WILLIAMS, LEWIS ERSKINE WYNDHAM, who died on April 24, aged 73, was in the Oratory School XI before playing for Glamorgan in a few matches from 1928 to 1930. Tip Williams will best be remembered in Welsh club cricket circles as joint founder in 1926 of the South Wales Hunts C.C., of which he was captain, chairman and, last year, President.
WRIGHT, NICHOLAS EDWARD, who died at Corby on May 20, aged 73, played in eight matches for Northamptonshire in 1921 and 1922. He was in the Wellingborough XI for three seasons, 1918-20, when altogether he scored 441 runs, average 20.45, and he took 60 wickets for 23.76 runs each. He was believed to be the last surviving Wright, nine of whom appeared for the county. His brothers were Bertie and Philip Alan (Bill), the brothers Ernest, Stephen, Richard and Albert were cousins.

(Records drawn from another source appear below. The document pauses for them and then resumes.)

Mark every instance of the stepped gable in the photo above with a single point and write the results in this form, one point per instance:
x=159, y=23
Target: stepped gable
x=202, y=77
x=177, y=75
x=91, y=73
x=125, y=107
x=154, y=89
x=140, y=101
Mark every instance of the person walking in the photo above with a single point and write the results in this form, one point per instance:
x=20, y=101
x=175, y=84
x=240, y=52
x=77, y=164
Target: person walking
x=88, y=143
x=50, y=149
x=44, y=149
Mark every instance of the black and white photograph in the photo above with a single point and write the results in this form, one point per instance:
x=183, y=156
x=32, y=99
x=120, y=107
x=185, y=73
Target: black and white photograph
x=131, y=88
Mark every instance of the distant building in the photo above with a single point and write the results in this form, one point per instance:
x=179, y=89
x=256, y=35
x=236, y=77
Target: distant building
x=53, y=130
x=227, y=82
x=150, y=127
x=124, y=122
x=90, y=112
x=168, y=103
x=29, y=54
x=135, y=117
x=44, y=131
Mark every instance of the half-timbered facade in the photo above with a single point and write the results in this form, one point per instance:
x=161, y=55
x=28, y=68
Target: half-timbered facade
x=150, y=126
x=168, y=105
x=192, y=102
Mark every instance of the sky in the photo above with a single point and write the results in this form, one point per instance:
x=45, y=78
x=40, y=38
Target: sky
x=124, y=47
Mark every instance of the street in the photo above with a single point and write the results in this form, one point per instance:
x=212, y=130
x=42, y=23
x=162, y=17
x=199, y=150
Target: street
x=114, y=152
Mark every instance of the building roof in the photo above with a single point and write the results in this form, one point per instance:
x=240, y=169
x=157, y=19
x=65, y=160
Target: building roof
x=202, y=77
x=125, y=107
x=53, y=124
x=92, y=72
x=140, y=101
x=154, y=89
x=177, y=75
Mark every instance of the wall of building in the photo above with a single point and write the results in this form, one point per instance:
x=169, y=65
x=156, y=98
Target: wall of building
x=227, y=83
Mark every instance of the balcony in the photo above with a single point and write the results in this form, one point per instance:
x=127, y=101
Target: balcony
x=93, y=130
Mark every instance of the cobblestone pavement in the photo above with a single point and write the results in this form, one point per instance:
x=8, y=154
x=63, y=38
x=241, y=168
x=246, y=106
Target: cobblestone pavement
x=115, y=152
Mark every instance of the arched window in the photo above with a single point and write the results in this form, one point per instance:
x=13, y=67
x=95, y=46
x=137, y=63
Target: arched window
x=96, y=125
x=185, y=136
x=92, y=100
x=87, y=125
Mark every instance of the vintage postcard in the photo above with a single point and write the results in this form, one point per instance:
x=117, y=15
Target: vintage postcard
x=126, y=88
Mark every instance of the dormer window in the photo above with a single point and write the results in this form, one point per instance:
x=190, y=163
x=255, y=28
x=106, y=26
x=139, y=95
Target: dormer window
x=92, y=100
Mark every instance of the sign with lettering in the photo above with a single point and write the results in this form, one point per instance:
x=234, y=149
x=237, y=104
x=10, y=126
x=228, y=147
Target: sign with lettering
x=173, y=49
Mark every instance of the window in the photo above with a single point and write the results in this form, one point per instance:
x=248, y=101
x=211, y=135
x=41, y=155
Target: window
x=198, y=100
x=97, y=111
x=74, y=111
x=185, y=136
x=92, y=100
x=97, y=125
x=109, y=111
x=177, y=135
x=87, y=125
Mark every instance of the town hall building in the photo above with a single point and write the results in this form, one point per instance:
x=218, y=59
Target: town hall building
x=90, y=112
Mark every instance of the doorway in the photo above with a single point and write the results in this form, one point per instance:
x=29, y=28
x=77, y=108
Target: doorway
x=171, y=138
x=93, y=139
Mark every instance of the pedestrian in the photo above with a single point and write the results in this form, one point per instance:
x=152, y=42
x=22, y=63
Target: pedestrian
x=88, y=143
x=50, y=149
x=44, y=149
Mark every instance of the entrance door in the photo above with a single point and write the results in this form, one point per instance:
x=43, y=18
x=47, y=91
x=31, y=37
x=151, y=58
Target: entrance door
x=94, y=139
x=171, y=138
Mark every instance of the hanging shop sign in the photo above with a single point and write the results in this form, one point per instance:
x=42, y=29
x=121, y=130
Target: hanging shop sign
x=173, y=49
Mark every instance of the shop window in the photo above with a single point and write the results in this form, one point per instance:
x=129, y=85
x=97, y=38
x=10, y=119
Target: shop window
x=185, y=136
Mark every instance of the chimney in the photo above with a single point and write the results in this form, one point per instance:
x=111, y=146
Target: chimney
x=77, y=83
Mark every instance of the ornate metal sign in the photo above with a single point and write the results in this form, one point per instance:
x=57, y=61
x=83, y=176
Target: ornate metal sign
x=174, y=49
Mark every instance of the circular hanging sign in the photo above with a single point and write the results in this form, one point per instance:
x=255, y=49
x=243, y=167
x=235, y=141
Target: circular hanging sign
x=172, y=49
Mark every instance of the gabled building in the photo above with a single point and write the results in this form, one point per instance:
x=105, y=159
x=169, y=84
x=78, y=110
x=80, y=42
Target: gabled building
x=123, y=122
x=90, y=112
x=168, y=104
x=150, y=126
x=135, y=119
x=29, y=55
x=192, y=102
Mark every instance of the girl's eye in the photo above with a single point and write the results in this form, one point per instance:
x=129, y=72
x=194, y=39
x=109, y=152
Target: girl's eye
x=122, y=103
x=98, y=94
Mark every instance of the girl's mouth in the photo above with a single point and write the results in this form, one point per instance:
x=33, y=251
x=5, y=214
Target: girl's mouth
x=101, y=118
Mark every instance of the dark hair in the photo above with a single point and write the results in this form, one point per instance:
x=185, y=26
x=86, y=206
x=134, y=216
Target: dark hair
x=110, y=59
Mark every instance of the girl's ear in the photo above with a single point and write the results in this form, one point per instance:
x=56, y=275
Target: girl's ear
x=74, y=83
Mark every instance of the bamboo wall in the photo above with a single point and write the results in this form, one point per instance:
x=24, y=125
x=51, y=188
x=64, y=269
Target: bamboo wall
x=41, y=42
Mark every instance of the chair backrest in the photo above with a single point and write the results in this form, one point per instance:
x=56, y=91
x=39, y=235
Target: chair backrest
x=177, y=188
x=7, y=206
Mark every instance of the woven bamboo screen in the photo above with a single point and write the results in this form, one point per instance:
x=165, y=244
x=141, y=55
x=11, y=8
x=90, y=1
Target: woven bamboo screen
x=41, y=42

R.C.B. and A.J.B. were unrelated to that family. He umpired and scored in the Weldon, Kettering and Rockingham districts up to a week before his death.
YARNOLD, HUGO, who died on August 13 aged 57, served Worcestershire with great loyalty as a wicket-keeper from 1938 to 1955 and then helped the game as a whole from 1959 as an umpire. He was returning home from officiating in the Northamptonshire v. Essex match at Wellingborough when his car was in collision with an eight-wheel lorry in Leamington.
This little man with a big heart took his chance when an accident brought the premature retirement of Syd Buller, with whom in later years he was to stand in the white coat. Once in the Worcestershire side he became a permanent fixture, helping in the dismissal of 695 batsmen, 462 of them caught, 233 stumped. He also scored 3,741 runs, average 10.45.
In his best seasons, 1949, 1950 and 1951, Yarnold had a hand in 110, 94 and 95 wickets respectively, and during the last of those three years he entered the record books with six stumpings in an innings, as well as one catch, playing against Scotland at Broughty Ferry. His high percentage of stumpings--as big as 47 against 63 catches in 1949--was attributable to his uncanny understanding with Roly Jenkins, whose leg breaks delivered from a crab-like action were not easy to take.
Yarnold's character shone through in his last four years as a player when he overcame the handicap of the removal of both knee caps. His steadfastness helped again as an umpire, winning him recognition in three Tests, one against Pakistan in 1967 and two against Australia the following year.